L'une des conséquences emblématiques de l'après 1989 est le développement par le Comité européen des droits sociaux chargé du suivi de la Charte d'une jurisprudence plus étoffée et dynamique à l'instar de la Cour européenne des droits de l'Homme [13]. Le Comité va adapter sa lecture des dispositions de la Charte aux conditions de vie actuelles. A partir du XIIIe cycle de contrôle, le Comité adopte une nouvelle méthode de travail axée sur l'interdépendance des droits ayant pour seul but d'assurer le développement harmonieux de l'enfant. Sous l'angle de l'article 17 (droit de la mère et de l'enfant à une protection sociale et économique), il étend son contrôle aux questions relatives au statut de l'enfant - c'est-à-dire à l'établissement de la filiation, aux droits des enfants non issus du mariage ou à la protection des orphelins et des enfants sans foyer [14] - et à la protection des jeunes en général. Le Comité argue de la nécessité d'assurer aux enfants une protection sociale adéquate pour expliquer son intention de réexaminer, à la lumière de l'évolution des législations nationales et des conventions internationales, la mise en œuvre de l'article 17 par les Etats au titre de la protection des enfants contre les mauvais traitements, l'accès des enfants à la justice civile et pénale et la protection des jeunes délinquants. A cette fin, il demande aux Etats de faire le point dans leurs rapports sur la situation juridique et la pratique existante dans ces domaines qu'il estime particulièrement importants [15]. Contrairement aux critiques qui ont fréquemment remis en question l'applicabilité des droits économiques, sociaux et culturels en raison de la trop grande généralité des dispositions les garantissant, le Comité profite de cette souplesse de rédaction pour consolider son contrôle et suivre l'évolution sociale et économique de la situation des enfants en Europe [16]. L'une des originalités de la Charte sociale réside dans le fait que son large éventail de dispositions en matière économique et sociale ne s'applique pas uniquement aux travailleurs mais également à d'autres catégories de personnes particulièrement vulnérables comme les personnes handicapées ou âgées, les mères et les enfants. Concernant ces derniers, on peut regretter l'absence de spécialisation de la Charte et l'absence d'étude systématique des rapports nationaux sur la question du respect des droits de l'enfant et donc une dilution de l'intérêt qui leur est porté au niveau européen.
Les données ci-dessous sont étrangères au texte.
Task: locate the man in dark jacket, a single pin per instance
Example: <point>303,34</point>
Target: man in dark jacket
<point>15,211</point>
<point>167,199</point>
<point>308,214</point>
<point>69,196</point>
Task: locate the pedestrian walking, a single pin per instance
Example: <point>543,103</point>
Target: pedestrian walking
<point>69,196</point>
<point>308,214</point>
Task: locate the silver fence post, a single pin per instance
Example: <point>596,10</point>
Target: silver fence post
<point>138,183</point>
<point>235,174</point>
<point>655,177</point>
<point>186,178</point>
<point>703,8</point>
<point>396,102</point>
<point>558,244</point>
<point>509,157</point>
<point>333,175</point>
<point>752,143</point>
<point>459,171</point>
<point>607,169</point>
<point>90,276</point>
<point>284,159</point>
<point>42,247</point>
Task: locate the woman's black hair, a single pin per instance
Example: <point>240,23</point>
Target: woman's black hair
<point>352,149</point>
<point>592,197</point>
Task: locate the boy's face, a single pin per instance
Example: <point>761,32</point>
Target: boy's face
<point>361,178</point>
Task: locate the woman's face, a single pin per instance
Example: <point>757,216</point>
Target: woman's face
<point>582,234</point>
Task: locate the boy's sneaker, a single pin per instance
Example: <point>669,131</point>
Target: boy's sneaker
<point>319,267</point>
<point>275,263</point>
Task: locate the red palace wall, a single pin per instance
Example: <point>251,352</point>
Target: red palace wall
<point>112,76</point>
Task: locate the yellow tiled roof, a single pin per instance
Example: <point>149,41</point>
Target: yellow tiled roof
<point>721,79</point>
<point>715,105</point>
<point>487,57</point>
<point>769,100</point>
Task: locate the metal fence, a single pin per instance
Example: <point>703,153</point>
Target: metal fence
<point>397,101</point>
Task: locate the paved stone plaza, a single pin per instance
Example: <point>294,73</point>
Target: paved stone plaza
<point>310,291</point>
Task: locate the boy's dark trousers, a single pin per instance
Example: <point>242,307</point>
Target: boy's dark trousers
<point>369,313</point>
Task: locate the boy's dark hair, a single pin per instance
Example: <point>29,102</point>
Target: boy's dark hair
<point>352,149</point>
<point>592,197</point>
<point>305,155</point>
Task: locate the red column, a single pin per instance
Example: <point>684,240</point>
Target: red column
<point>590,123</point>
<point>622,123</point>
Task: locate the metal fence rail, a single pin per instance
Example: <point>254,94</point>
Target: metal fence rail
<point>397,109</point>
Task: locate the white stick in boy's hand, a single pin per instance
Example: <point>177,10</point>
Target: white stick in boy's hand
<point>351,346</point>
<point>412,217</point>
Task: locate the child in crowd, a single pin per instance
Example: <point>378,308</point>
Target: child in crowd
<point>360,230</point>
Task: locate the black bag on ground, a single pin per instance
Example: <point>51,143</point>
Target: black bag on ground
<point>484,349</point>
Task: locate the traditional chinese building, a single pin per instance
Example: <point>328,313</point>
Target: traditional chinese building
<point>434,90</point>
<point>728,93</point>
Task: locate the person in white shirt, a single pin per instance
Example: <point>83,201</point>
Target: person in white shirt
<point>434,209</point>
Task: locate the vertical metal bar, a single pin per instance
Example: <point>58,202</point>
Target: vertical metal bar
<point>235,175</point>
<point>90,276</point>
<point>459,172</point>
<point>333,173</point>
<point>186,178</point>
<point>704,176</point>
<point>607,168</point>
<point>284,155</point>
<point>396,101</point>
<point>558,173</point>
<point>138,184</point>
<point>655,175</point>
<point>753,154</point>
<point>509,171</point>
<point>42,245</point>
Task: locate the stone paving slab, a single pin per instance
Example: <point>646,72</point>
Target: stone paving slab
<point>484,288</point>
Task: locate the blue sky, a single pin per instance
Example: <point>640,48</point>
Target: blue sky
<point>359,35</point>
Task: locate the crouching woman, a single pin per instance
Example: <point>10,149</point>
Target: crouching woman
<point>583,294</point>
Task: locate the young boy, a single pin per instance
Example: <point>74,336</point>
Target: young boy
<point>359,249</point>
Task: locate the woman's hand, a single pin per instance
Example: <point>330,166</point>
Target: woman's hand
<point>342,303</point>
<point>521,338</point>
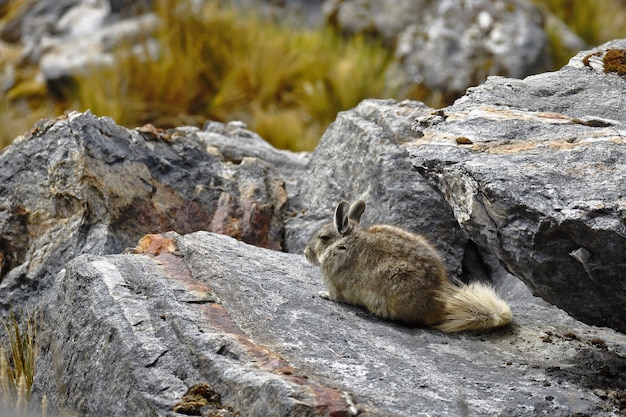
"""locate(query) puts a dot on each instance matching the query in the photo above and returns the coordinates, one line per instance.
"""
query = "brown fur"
(397, 275)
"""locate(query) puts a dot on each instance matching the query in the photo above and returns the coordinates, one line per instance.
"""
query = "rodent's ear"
(342, 224)
(356, 210)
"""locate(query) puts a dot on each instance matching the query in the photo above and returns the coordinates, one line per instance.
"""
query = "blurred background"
(285, 68)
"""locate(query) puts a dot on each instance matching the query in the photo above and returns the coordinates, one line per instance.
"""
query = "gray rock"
(533, 170)
(128, 334)
(362, 155)
(82, 184)
(448, 46)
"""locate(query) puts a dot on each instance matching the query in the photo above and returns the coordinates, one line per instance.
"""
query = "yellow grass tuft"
(18, 354)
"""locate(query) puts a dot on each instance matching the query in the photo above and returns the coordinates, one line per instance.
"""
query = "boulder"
(533, 170)
(133, 334)
(82, 184)
(362, 155)
(448, 46)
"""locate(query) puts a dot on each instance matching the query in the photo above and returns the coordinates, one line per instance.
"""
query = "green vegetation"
(595, 22)
(215, 63)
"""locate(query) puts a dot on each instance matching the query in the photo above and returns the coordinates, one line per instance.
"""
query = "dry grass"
(216, 63)
(18, 354)
(596, 22)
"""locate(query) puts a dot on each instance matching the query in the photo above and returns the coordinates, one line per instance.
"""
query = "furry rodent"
(398, 275)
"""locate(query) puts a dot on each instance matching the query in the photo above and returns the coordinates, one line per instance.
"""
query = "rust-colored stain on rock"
(327, 401)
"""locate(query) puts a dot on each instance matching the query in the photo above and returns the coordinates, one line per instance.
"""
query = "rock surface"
(533, 170)
(362, 155)
(82, 184)
(443, 45)
(448, 46)
(128, 334)
(527, 174)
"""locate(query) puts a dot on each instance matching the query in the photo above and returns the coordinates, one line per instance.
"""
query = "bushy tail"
(473, 307)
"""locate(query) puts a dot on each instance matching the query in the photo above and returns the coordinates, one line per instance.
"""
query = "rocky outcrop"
(444, 46)
(129, 334)
(362, 155)
(448, 46)
(82, 184)
(522, 173)
(533, 170)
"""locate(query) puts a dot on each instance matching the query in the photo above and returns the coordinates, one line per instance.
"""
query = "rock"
(82, 184)
(448, 46)
(133, 334)
(362, 155)
(533, 170)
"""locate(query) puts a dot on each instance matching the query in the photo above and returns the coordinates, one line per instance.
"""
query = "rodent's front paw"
(325, 295)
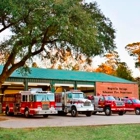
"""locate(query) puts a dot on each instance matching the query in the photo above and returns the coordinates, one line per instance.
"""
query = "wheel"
(108, 111)
(124, 112)
(137, 111)
(88, 113)
(62, 113)
(94, 112)
(45, 115)
(121, 113)
(74, 112)
(26, 113)
(7, 111)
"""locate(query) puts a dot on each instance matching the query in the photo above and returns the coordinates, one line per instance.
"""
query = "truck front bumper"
(118, 109)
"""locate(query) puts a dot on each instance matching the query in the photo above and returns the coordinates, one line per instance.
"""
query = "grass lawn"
(111, 132)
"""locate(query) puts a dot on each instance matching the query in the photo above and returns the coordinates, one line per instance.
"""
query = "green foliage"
(112, 132)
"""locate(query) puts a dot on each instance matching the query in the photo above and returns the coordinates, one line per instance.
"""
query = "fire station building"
(91, 83)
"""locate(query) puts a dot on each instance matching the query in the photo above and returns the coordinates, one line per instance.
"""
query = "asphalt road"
(59, 121)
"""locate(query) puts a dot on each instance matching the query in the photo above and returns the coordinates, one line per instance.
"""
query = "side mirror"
(70, 95)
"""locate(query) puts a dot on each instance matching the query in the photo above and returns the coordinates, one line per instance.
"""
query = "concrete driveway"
(59, 121)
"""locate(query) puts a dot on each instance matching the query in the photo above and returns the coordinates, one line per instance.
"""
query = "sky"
(124, 15)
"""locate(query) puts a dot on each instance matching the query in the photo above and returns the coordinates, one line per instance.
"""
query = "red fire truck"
(73, 102)
(29, 103)
(132, 105)
(107, 104)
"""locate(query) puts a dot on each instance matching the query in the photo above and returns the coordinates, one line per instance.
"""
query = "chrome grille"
(87, 104)
(119, 103)
(45, 106)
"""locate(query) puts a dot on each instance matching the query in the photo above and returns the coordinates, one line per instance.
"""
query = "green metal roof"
(67, 75)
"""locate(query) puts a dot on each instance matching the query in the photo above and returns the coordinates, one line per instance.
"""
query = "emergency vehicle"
(73, 102)
(29, 103)
(132, 105)
(108, 104)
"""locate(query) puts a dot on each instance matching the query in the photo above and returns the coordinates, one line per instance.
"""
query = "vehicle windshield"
(136, 101)
(44, 97)
(77, 95)
(109, 98)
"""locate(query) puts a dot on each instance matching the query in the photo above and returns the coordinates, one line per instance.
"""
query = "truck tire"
(88, 113)
(7, 113)
(45, 115)
(137, 111)
(62, 113)
(74, 112)
(95, 112)
(108, 111)
(26, 113)
(121, 113)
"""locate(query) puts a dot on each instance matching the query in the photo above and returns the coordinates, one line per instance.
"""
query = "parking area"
(61, 121)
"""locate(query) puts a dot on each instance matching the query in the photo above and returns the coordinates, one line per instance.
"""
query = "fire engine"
(108, 104)
(132, 105)
(29, 103)
(73, 102)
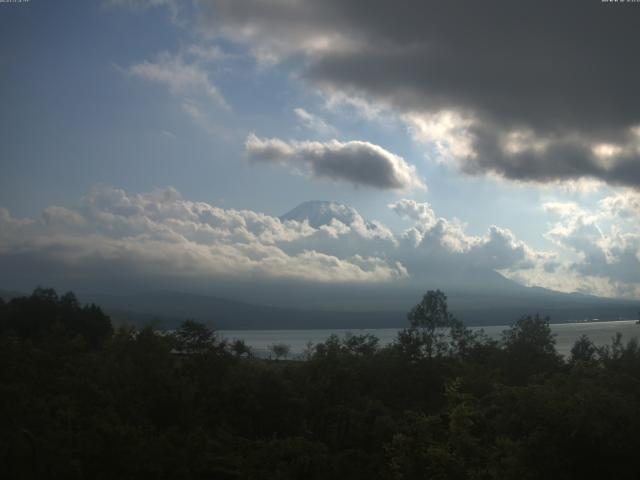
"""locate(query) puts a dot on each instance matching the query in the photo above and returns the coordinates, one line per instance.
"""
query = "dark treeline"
(79, 400)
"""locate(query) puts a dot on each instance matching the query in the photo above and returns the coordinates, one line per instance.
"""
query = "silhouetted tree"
(433, 330)
(280, 350)
(194, 337)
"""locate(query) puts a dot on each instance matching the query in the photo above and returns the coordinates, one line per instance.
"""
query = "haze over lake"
(601, 333)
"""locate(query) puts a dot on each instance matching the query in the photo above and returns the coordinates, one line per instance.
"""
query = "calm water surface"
(600, 333)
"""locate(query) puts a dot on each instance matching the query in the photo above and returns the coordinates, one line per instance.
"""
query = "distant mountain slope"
(169, 308)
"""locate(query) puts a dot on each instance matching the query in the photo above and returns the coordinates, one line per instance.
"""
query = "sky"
(156, 143)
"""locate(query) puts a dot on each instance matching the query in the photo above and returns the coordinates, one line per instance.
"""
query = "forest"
(80, 399)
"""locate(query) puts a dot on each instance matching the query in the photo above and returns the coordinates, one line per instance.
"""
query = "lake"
(600, 333)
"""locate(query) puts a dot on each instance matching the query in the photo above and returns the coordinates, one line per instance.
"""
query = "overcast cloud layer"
(160, 235)
(533, 91)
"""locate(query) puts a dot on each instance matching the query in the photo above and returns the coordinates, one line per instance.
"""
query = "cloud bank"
(157, 236)
(355, 162)
(526, 91)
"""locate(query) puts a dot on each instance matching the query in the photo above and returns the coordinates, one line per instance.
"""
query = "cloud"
(524, 91)
(356, 162)
(181, 78)
(624, 205)
(313, 122)
(419, 212)
(150, 238)
(123, 236)
(609, 253)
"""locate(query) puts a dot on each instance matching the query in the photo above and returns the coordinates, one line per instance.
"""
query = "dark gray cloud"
(547, 89)
(360, 163)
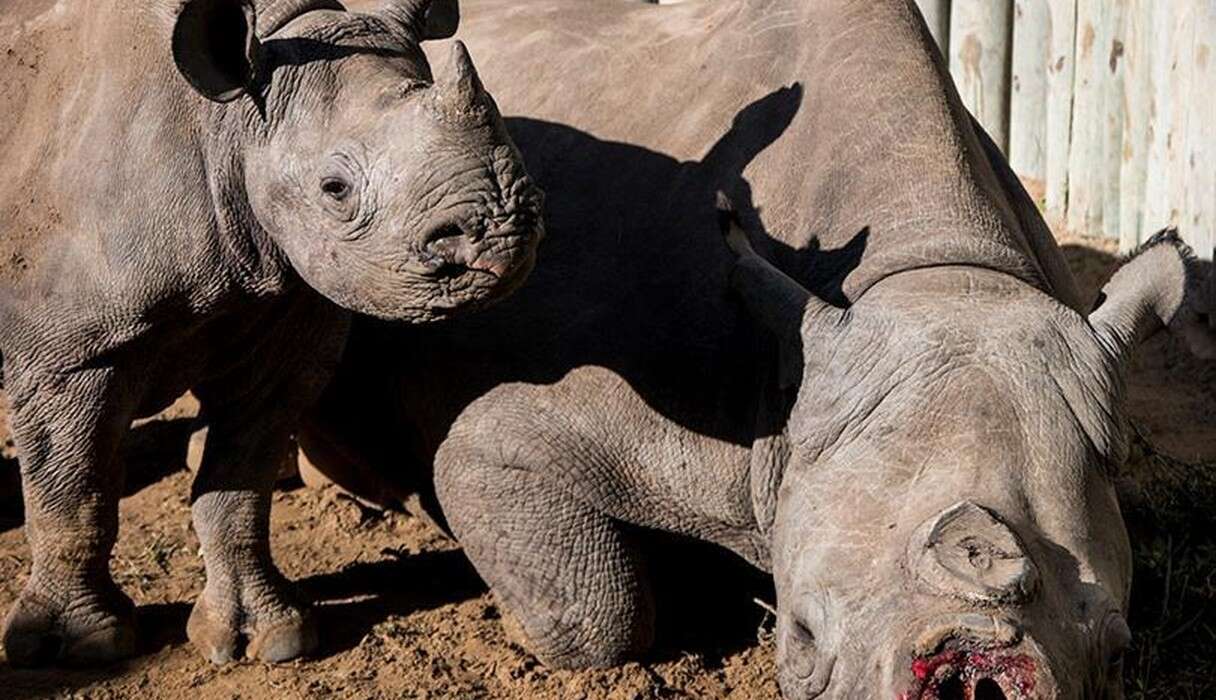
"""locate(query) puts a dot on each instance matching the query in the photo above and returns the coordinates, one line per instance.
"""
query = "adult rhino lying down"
(919, 447)
(189, 226)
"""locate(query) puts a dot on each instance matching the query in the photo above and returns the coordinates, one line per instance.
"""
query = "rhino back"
(99, 141)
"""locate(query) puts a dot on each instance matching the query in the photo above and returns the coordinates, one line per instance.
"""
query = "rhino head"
(390, 192)
(946, 525)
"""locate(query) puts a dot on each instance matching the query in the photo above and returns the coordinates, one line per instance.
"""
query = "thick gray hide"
(190, 197)
(918, 447)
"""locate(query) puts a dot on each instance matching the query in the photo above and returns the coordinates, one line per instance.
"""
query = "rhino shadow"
(153, 450)
(642, 293)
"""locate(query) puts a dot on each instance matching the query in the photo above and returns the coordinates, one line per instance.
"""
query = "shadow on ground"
(153, 451)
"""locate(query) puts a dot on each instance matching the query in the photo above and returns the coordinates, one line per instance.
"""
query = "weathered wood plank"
(1028, 100)
(936, 16)
(1198, 224)
(1172, 45)
(1137, 96)
(1086, 152)
(979, 58)
(1062, 15)
(1110, 54)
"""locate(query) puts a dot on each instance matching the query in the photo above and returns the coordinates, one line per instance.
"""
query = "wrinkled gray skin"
(915, 430)
(189, 188)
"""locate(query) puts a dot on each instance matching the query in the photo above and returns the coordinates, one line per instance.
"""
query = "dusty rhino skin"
(902, 408)
(195, 196)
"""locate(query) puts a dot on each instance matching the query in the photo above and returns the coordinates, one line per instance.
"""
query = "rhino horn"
(424, 18)
(969, 553)
(459, 94)
(279, 13)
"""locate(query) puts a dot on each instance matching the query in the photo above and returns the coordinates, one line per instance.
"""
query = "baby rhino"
(196, 195)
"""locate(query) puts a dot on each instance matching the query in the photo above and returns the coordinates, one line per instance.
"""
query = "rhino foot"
(224, 632)
(86, 630)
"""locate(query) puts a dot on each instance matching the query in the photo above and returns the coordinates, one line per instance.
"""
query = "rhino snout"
(452, 247)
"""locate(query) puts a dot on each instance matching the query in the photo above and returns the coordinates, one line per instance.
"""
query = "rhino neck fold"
(257, 265)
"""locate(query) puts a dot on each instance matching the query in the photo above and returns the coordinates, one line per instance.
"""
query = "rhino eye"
(336, 188)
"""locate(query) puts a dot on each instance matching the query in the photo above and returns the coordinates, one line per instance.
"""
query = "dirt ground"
(405, 616)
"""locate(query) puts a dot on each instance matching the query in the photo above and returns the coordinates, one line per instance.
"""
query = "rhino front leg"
(561, 568)
(68, 428)
(248, 607)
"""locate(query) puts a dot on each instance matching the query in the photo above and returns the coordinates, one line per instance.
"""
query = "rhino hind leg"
(69, 427)
(566, 574)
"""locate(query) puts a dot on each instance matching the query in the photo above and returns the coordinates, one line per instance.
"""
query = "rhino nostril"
(952, 689)
(988, 689)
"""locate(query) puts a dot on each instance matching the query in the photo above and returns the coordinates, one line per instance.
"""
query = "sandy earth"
(405, 615)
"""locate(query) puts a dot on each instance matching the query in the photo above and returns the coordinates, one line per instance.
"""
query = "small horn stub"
(967, 552)
(459, 95)
(280, 12)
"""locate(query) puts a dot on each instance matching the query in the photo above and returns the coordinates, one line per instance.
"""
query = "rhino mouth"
(968, 675)
(454, 250)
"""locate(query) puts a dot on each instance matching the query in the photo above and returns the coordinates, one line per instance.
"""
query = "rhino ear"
(442, 20)
(215, 46)
(1159, 286)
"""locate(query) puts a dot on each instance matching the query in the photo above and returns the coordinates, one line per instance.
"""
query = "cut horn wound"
(967, 552)
(460, 97)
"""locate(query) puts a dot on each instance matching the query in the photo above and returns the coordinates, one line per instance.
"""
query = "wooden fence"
(1110, 105)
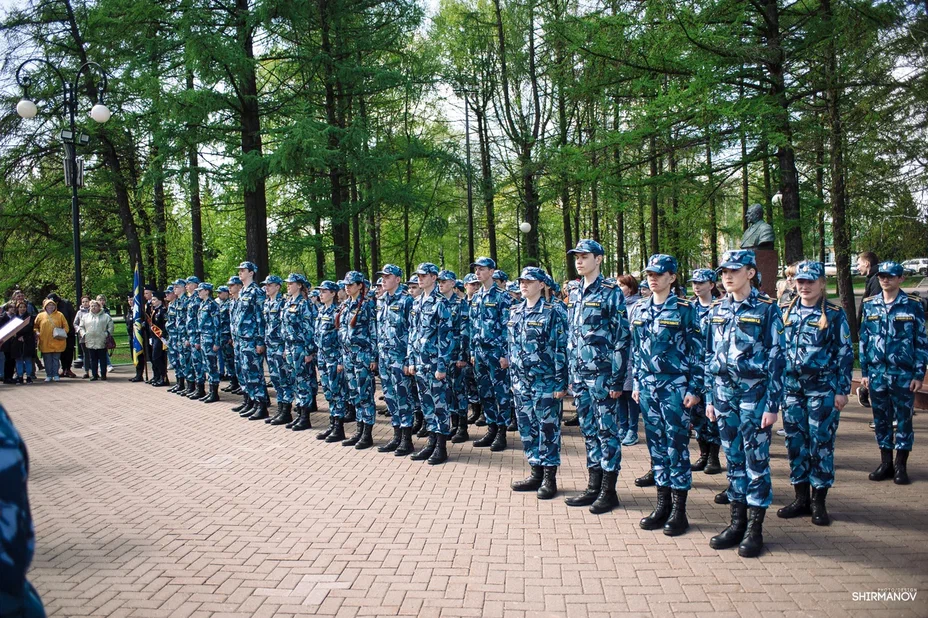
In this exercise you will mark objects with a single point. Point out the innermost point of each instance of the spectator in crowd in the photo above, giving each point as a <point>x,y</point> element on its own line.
<point>51,330</point>
<point>629,410</point>
<point>867,266</point>
<point>23,346</point>
<point>94,327</point>
<point>83,309</point>
<point>66,308</point>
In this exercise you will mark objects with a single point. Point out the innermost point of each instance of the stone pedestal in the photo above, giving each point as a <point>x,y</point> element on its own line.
<point>767,266</point>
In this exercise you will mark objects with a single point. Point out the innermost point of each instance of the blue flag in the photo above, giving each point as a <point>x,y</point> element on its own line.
<point>138,347</point>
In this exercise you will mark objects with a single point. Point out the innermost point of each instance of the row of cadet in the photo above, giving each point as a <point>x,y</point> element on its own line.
<point>725,366</point>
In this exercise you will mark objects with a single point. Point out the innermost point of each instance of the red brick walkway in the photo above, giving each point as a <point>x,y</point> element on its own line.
<point>150,505</point>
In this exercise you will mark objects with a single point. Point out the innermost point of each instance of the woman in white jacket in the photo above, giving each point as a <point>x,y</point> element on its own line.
<point>94,327</point>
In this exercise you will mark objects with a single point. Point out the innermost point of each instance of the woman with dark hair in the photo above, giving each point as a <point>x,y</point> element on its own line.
<point>355,324</point>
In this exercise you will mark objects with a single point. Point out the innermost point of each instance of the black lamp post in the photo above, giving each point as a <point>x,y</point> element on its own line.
<point>73,168</point>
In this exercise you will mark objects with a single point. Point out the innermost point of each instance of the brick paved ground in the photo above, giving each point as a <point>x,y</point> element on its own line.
<point>149,505</point>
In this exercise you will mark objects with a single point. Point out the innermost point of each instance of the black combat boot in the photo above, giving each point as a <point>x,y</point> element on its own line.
<point>405,446</point>
<point>799,507</point>
<point>820,515</point>
<point>242,405</point>
<point>488,437</point>
<point>499,441</point>
<point>645,481</point>
<point>390,446</point>
<point>589,496</point>
<point>322,435</point>
<point>677,523</point>
<point>753,542</point>
<point>440,454</point>
<point>607,499</point>
<point>338,431</point>
<point>426,451</point>
<point>700,464</point>
<point>714,466</point>
<point>461,434</point>
<point>286,415</point>
<point>476,410</point>
<point>260,411</point>
<point>661,512</point>
<point>548,487</point>
<point>213,395</point>
<point>734,533</point>
<point>901,475</point>
<point>532,482</point>
<point>885,470</point>
<point>356,436</point>
<point>367,439</point>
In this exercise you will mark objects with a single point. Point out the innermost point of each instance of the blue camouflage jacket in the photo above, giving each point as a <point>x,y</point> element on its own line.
<point>248,321</point>
<point>489,314</point>
<point>598,339</point>
<point>824,354</point>
<point>667,340</point>
<point>893,339</point>
<point>299,324</point>
<point>430,334</point>
<point>538,345</point>
<point>744,344</point>
<point>393,325</point>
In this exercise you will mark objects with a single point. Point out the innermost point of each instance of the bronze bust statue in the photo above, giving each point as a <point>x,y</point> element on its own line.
<point>759,234</point>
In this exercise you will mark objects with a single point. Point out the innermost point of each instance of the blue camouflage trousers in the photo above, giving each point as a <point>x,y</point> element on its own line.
<point>359,380</point>
<point>210,363</point>
<point>599,423</point>
<point>739,408</point>
<point>433,397</point>
<point>333,385</point>
<point>396,393</point>
<point>705,429</point>
<point>252,372</point>
<point>539,419</point>
<point>811,421</point>
<point>892,401</point>
<point>299,372</point>
<point>193,362</point>
<point>492,386</point>
<point>667,429</point>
Sous l'angle de la Convention européenne, la Cour renforce sa jurisprudence sur les droits de l'enfant en insistant sur son droit à l'éducation (article 2 du premier Protocole additionnel) et en stigmatisant les mauvais traitements infligés aux enfants [17] (article 3 de la Convention). Le lien indissoluble entre les droits de l'Homme et les droits de l'enfant apparaît ici clairement. Ce rapport aux droits de l'Homme qui alimente le mythe d'une humanité idéalisé forme le théâtre qui a vu naître les droits de l'enfant. L'enfant est ainsi protégé en tant que porteur d'avenir, de potentialités devant perpétuer le monde des droits de l'Homme. Cette idée inscrite dans la Convention des Nations Unies [18] et que l'on peut induire de la philosophie de certains textes européens risque de porter atteinte au droit de l'enfant d'être différent en lui imposant des libertés peu ou pas pertinentes pour le monde de l'enfance. La Charte des droits fondamentaux par exemple ne fait aucune distinction entre les droits de l'enfant en particulier et les droits de l'Homme en général. Ceux-ci figurent dans les parties « Egalité » et « Solidarité » de la Charte. L'enfant serait-il redevenu « un individu ordinaire à qui il suffit d'appliquer le principe d'égalité des droits » [19] ? Le garant d'une société à venir embarquée sur le chemin d'une humanité pansée et prête à accueillir les générations futures ? Le droit semble établir une scission entre la réalité propre de l'enfant et la réalité à venir dont il est porteur, faisant passer son droit au développement avant son droit en tant qu' « être présent » [20] et « en puissance ». Une approche trop globale ou universelle pourrait de cette façon enfermer l'enfant dans une sphère intemporelle, antichambre du monde adulte des droits de l'Homme. Janusz Korczak met en garde contre cette « attente anxieuse de ce qui sera » qui augmente selon lui « notre irrespect à l'égard de ce qui est » [21]. Cette crainte est confirmée par l'impossibilité actuelle de mesurer avec précision la valeur juridique des droits économiques, sociaux et culturels des enfants en raison de leur nature même.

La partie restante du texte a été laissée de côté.